Hepsi tek bir sözcüğü işaret ediyor değil mi?

Evet doğru tahmin. Bildiniz.

Tepemizdeki keskin balta… YARGI.

Hemen hepimiz yargılıyoruz. Kendimiz dahil gözümüze kestirdiğimiz herkesi hem de. Etrafımızdaki kişiler, hatta çok sevdiklerimiz tarafından da yargılanıyoruz.

Yani o keskin baltayı bırakın usulca kenara koymayı, gözlerden uzakta saklamayı; her gün keskinleştiriyoruz. Ve ne acıdır ki mutlaka canlarını acıtacak birini ya da birilerini buluyoruz.

Üstelik yargılandığımızda ne kadar içimizin acıdığını unutmuşçasına; karşımızdakileri yargılarken bir an olsun düşünmüyoruz.

Peki neden?

Yine her zaman olduğu gibi işin kolayına kaçıyoruz galiba. Düşünmeden, empati yapmadan, içinde bulundukları şart ve koşulları doğru dürüst anlamadan; balıklama atılıyoruz konunun içine.

Oysaki kendimize yapılmasını istemediğimiz bir davranışı başkasına yapmamız ne büyük yanılsamadır. Öyle değil mi?

Önce yargılandığımız durumda ne yapabiliriz onu düşünelim mi?

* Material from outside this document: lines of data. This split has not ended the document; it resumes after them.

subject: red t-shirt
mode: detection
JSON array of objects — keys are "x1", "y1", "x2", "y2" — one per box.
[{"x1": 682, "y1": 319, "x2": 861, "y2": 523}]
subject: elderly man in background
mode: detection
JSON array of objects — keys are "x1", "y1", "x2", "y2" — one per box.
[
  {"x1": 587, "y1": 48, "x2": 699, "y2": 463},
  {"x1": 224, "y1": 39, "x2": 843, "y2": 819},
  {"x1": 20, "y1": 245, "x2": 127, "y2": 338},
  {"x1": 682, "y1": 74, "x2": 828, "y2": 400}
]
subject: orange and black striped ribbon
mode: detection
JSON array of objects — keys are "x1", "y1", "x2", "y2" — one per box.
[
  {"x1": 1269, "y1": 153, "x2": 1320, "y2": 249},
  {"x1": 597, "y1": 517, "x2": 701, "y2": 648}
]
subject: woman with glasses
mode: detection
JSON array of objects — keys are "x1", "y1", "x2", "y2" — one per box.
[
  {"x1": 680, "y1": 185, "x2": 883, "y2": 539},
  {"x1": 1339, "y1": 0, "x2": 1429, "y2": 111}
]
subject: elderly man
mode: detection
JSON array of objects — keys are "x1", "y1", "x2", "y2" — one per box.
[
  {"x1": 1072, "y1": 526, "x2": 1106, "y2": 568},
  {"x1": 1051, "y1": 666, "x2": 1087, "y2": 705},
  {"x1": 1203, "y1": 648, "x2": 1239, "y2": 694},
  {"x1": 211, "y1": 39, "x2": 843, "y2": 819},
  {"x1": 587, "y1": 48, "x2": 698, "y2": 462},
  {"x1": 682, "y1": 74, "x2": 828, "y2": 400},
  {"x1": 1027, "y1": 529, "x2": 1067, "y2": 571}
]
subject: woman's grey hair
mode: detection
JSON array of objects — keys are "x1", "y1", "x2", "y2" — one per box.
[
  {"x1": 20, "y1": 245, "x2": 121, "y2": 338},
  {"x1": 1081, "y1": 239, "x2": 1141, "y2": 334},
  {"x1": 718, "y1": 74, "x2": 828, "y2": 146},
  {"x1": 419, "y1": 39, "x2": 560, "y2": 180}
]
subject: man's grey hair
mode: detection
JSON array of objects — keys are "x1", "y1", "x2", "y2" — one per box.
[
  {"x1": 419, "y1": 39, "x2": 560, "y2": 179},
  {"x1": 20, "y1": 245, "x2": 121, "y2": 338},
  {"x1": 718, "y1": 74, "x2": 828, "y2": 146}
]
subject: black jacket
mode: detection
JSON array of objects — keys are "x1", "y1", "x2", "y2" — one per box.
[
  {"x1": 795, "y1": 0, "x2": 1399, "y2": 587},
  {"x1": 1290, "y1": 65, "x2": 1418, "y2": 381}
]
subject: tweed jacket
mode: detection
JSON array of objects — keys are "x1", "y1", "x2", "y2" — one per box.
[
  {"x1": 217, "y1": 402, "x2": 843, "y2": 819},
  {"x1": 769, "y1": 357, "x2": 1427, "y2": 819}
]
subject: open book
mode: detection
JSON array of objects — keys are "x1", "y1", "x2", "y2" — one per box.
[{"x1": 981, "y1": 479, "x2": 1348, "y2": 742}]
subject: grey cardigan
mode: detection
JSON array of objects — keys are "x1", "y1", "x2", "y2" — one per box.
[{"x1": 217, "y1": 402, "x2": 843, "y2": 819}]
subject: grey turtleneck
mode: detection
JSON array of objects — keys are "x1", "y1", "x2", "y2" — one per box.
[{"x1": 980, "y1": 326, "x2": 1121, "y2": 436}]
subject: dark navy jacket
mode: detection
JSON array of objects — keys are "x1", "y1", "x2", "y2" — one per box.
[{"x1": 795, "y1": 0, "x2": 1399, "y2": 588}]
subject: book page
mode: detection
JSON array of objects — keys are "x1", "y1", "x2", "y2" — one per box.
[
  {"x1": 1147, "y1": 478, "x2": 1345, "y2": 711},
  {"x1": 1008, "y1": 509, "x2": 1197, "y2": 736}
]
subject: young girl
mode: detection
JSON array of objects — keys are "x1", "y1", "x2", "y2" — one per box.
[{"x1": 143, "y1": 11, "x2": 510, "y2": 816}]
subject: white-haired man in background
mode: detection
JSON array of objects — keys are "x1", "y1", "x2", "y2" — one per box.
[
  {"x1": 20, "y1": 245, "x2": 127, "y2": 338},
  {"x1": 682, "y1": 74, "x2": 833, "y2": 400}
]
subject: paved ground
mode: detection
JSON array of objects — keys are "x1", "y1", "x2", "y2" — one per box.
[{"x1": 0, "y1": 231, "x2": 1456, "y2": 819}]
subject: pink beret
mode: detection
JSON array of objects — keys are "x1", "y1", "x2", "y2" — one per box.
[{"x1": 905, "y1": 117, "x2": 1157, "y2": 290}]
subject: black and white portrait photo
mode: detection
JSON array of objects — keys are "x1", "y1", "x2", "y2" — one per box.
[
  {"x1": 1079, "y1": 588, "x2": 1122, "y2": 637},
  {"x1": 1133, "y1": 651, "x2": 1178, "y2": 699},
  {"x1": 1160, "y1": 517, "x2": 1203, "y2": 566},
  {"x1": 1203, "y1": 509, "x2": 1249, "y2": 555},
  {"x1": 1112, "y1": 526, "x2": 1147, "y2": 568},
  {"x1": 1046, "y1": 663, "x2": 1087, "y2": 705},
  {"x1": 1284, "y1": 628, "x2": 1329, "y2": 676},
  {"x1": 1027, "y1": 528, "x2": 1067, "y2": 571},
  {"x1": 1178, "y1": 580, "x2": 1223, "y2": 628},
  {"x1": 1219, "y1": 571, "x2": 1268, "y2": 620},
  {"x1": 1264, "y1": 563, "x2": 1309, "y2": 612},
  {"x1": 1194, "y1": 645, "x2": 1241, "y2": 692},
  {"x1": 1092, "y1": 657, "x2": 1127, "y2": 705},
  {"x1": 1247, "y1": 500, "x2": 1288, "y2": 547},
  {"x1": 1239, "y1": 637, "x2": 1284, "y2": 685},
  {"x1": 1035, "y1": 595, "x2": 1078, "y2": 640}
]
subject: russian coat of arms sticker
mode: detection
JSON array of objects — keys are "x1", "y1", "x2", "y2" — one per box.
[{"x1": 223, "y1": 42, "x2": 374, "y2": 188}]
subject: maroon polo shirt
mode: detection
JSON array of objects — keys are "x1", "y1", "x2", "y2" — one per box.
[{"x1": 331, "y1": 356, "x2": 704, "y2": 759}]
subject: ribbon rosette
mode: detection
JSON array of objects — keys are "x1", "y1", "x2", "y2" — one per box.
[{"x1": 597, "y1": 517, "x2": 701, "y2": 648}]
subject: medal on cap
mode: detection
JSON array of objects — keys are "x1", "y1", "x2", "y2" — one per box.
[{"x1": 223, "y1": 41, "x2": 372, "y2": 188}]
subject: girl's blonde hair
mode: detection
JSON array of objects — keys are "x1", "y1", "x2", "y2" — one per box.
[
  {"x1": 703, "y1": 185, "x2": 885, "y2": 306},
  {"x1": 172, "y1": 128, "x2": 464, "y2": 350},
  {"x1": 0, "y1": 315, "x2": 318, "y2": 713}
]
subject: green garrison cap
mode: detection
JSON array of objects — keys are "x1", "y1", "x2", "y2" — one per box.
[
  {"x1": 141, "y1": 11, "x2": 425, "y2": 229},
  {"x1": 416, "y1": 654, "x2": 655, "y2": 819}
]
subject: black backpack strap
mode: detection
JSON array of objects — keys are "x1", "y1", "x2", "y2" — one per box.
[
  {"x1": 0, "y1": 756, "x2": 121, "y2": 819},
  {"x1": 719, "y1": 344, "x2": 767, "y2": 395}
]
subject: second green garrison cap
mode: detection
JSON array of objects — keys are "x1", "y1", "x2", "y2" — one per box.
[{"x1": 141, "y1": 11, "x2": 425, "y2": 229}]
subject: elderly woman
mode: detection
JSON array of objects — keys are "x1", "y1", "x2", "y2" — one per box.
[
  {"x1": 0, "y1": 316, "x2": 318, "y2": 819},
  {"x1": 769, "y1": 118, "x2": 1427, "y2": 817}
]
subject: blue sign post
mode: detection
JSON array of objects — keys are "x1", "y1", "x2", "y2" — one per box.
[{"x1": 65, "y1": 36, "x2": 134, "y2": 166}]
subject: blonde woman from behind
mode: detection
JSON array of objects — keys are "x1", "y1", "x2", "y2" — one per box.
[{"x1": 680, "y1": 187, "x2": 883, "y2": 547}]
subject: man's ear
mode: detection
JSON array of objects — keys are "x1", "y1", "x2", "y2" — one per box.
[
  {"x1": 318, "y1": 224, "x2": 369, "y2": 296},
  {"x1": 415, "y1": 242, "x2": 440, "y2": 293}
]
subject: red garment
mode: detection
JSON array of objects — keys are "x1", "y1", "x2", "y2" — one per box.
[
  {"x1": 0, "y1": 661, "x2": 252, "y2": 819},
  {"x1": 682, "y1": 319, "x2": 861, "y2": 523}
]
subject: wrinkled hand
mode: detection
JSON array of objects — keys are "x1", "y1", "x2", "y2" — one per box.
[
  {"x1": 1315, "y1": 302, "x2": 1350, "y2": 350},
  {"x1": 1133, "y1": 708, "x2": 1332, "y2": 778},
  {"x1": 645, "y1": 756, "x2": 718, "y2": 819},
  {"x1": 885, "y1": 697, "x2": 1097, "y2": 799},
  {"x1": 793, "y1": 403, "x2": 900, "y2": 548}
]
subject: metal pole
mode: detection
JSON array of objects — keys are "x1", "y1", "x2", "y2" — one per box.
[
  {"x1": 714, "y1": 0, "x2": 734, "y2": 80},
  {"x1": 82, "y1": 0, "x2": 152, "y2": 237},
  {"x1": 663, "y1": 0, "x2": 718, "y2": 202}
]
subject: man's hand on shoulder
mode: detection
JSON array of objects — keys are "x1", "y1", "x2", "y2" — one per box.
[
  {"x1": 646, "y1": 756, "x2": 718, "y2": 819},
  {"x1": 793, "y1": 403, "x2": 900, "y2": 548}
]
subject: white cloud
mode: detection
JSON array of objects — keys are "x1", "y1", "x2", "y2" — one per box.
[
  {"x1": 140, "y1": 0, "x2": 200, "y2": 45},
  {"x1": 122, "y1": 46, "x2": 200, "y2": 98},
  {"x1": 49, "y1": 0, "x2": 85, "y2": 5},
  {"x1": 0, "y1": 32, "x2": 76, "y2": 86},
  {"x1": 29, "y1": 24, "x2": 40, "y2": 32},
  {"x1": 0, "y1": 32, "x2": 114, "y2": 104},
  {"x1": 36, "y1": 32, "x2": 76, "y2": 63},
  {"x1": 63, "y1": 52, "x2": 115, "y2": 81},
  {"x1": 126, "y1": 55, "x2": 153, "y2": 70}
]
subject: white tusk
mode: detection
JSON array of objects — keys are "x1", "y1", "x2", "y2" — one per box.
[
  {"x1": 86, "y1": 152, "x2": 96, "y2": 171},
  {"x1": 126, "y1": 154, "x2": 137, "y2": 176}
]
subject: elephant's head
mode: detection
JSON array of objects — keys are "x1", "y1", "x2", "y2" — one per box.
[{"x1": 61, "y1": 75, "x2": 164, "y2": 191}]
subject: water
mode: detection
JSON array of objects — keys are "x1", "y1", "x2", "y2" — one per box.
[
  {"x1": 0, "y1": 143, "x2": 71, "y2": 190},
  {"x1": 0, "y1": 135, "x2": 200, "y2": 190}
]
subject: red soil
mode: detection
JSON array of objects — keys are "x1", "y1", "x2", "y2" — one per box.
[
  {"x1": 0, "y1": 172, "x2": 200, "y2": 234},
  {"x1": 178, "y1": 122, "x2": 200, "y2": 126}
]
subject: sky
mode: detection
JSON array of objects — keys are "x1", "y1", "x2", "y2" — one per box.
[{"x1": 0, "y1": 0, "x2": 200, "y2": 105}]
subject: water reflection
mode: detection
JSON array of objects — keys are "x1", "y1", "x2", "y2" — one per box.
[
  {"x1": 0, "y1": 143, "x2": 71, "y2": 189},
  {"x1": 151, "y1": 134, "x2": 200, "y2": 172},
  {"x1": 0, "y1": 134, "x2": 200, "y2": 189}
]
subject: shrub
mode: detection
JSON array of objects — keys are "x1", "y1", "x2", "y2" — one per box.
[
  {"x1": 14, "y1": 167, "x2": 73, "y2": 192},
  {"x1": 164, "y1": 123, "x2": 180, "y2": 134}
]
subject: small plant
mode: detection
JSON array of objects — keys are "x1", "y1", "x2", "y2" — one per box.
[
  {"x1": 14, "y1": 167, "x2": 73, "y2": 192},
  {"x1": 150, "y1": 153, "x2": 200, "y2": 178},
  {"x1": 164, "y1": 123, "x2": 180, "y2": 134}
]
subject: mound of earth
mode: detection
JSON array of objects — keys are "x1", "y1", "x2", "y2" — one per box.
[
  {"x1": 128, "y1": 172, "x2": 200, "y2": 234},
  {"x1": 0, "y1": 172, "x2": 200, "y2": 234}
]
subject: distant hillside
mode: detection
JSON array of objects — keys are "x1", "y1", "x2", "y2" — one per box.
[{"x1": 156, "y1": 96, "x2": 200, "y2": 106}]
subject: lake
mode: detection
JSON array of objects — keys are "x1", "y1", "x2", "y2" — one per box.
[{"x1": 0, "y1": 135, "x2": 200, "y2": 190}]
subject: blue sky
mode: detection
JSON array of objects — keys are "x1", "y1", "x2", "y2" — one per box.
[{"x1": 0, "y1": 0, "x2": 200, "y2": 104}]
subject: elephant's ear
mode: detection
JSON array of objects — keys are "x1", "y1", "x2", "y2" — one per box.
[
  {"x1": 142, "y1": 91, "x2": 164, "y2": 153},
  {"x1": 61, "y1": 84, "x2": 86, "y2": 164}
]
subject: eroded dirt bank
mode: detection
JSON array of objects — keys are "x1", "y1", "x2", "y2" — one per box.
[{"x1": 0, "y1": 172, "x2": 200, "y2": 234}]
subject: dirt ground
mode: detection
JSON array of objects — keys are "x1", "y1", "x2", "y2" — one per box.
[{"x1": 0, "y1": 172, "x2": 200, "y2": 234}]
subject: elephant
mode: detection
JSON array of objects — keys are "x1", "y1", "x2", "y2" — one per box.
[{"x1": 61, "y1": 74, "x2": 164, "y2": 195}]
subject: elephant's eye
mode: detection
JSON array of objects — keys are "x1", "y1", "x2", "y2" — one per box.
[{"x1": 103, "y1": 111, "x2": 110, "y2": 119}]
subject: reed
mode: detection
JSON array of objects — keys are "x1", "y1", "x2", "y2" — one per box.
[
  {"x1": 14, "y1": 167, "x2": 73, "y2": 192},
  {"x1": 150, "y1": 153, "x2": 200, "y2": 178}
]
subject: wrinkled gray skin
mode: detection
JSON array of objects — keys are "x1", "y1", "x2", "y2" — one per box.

İçimiz acıyacak orası kesin. Ancak uzmanlar, önce derin bir nefes alıp biraz geri çekilmeyi öneriyor. Ardından söylenen her ne ise; kendi üzerimize elbise gibi giymeye çalışmamamız gerektiğini. Yani kişisel algılamamaya çalışacağız. Gerçeğin er geç ortaya çıkacağına inanacağız.

Hepsi bu kadar.

Evet kolay değil. Evet içimizi kemiren kurt rahat durmayacak. Ama olsun. Deneyerek neler başarılmaz ki?

Şimdi gelelim işin en zor tarafına.

Kendimize.

Biz tepemizdeki o keskin baltayı kendimize ya da sağa sola savurmaktan, kendimizin ya da insanların canlarını acıtmaktan ne zaman vazgeçeceğiz?

İşte bu noktada Kızılderili sözlerini hatırlamak gerek.

O başkalarına ait olan ayakkabılar var ya, onları düşünmek bile yeterli bence.

Yani kendimizi o yolda yürüyen kişinin yerine koyacağız. Her şeyiyle. Tüm o şartları fark ederek. Yol tozlu belki, göz gözü görmüyor. Ya da balçık içinde hep ayakları kaydırıyor. Ya da öyle derin çukurlar var ki her adımda ayakları kanatıyor. Hele bir de ayakkabılarımız o şartlara uygun değilse. Vay bizim halimize.

Gözünüzün önünde canlandırın istedim böylesi bir tabloyu. İşte empati yapmak böyle bir şey. Kendimizi karşımızdakinin yerine koyarken, içinde bulunduğu her durumu ve şartı gözlemlemek gerekiyor. Gerekiyor ki gerçeğin hakkını verelim. Minicik bir ayrıntı bile gerçekleri farklı algılamamıza neden olabiliyor çünkü.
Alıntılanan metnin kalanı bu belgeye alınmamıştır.